Enterprise AI Adoption5 min read

NEA's Tiffany Luck: AI IPOs, personal agents and ROI reckoning

NEA partner Tiffany Luck on AI IPOs, personal agents, and the tokenmaxxing-to-ROI shift in enterprise AI spend.

The Brieftide

TL;DR

  • 01NEA partner Tiffany Luck on AI IPOs, personal agents, and the tokenmaxxing-to-ROI shift in enterprise AI spend.
  • 02NEA partner Tiffany Luck laid out how the tokenmaxxing-to-ROI shift is changing enterprise AI budgets, the case for personal agents, and where value is actually being created.
  • 03She spoke with host Rebecca Bellan on the Equity podcast on Jun 17, 2026 and tied current market moves to concrete operational changes inside companies.

NEA partner Tiffany Luck laid out how the tokenmaxxing-to-ROI shift is changing enterprise AI budgets, the case for personal agents, and where value is actually being created. She spoke with host Rebecca Bellan on the Equity podcast on Jun 17, 2026 and tied current market moves to concrete operational changes inside companies.

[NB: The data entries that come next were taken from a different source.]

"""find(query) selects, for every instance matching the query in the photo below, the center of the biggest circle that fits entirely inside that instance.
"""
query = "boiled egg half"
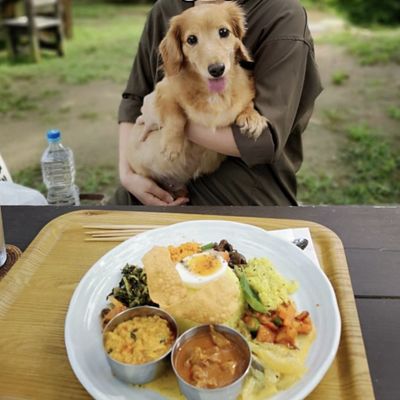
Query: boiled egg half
(201, 268)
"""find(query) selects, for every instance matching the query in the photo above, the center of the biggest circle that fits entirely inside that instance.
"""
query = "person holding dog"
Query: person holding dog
(261, 172)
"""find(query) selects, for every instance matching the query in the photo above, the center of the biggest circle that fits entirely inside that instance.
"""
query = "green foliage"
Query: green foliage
(339, 77)
(377, 46)
(99, 179)
(385, 12)
(372, 173)
(394, 112)
(100, 49)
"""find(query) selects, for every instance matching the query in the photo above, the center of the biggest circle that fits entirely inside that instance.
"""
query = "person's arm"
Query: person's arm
(220, 140)
(282, 62)
(144, 189)
(140, 83)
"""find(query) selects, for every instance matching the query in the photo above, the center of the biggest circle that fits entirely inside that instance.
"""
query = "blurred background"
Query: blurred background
(351, 146)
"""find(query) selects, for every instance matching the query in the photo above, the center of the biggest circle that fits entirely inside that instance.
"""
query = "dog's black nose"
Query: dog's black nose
(216, 70)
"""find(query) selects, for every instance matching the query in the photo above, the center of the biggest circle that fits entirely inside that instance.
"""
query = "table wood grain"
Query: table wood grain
(371, 239)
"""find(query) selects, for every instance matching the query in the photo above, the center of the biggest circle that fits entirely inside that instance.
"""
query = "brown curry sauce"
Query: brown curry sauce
(210, 360)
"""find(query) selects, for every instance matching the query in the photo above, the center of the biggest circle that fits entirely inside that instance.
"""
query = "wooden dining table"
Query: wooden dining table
(371, 240)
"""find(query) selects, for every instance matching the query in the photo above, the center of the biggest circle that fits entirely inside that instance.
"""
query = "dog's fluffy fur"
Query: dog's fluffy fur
(167, 156)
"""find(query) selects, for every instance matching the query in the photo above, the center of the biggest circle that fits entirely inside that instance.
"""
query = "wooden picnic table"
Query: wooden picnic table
(371, 240)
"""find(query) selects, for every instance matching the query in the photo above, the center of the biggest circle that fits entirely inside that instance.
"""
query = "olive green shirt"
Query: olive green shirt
(287, 84)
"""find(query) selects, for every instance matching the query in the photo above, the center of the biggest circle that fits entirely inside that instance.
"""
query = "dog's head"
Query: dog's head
(206, 39)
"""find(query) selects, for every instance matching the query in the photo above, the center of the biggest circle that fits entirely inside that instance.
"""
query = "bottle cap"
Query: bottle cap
(53, 135)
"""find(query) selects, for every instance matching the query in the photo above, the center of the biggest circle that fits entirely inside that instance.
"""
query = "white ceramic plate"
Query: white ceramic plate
(83, 337)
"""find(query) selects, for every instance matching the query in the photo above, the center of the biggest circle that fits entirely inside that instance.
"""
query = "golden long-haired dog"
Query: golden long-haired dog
(205, 83)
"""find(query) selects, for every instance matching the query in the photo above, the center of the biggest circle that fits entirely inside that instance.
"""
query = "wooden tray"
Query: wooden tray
(35, 294)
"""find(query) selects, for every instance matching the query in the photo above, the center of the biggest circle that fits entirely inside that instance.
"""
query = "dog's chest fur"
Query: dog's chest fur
(214, 111)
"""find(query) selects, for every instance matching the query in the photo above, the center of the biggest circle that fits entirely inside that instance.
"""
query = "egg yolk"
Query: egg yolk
(204, 264)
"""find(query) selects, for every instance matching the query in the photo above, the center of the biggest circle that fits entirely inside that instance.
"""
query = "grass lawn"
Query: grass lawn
(105, 40)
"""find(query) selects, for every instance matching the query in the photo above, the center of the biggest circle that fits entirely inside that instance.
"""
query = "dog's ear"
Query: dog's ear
(237, 19)
(171, 48)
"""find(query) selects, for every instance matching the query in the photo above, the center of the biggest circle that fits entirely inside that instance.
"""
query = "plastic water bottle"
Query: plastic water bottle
(58, 171)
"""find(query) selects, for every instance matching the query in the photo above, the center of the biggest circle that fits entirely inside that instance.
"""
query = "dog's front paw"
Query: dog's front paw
(172, 149)
(251, 123)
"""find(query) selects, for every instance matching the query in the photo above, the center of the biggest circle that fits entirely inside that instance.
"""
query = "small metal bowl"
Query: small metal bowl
(229, 392)
(139, 373)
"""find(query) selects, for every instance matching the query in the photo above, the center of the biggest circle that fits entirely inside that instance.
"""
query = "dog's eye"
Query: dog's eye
(223, 32)
(192, 40)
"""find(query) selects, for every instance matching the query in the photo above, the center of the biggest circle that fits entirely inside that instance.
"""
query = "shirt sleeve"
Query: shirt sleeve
(279, 73)
(142, 76)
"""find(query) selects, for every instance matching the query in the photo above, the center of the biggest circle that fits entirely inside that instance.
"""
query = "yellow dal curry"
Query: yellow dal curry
(139, 340)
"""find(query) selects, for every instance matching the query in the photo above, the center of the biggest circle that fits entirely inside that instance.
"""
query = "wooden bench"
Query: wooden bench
(38, 31)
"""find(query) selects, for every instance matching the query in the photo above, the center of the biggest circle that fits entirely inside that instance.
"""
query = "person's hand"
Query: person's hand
(149, 117)
(148, 192)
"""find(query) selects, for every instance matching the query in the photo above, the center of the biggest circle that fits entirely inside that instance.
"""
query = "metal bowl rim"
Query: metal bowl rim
(231, 330)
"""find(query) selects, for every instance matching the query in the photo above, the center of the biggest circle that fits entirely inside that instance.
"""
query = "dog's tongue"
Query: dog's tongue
(216, 85)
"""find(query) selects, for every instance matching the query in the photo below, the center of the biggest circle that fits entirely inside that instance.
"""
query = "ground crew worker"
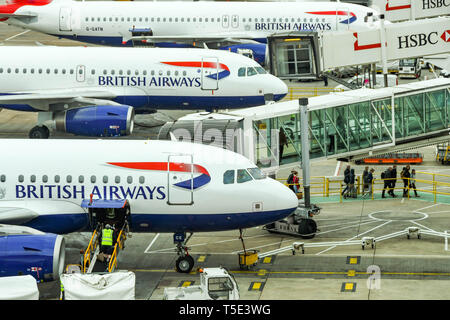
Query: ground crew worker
(394, 180)
(107, 241)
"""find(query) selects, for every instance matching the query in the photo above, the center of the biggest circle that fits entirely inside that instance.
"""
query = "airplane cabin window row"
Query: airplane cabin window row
(200, 19)
(243, 175)
(93, 71)
(68, 179)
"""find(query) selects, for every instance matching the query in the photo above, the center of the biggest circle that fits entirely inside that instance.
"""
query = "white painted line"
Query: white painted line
(379, 226)
(418, 210)
(151, 243)
(17, 35)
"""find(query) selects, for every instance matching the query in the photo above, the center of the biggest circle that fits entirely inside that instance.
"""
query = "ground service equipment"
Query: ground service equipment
(215, 284)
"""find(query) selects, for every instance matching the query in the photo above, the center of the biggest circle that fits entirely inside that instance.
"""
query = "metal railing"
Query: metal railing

What changed: how did tokenmaxxing run into an ROI reckoning?

Tokenmaxxing was the hottest trend in Silicon Valley earlier this year, pushed by CEOs who encouraged employees to push AI usage as far as it would go. The bill arrived quickly: Uber reportedly blew through its annual AI budget in a few months, some companies cut Claude licenses for parts of their org, and Meta killed its internal leaderboard. Luck framed that sequence as a shift from experimentation to accountability: firms now need ways to measure return on AI spend rather than simply maximizing token consumption.

How are enterprises actually adopting AI today?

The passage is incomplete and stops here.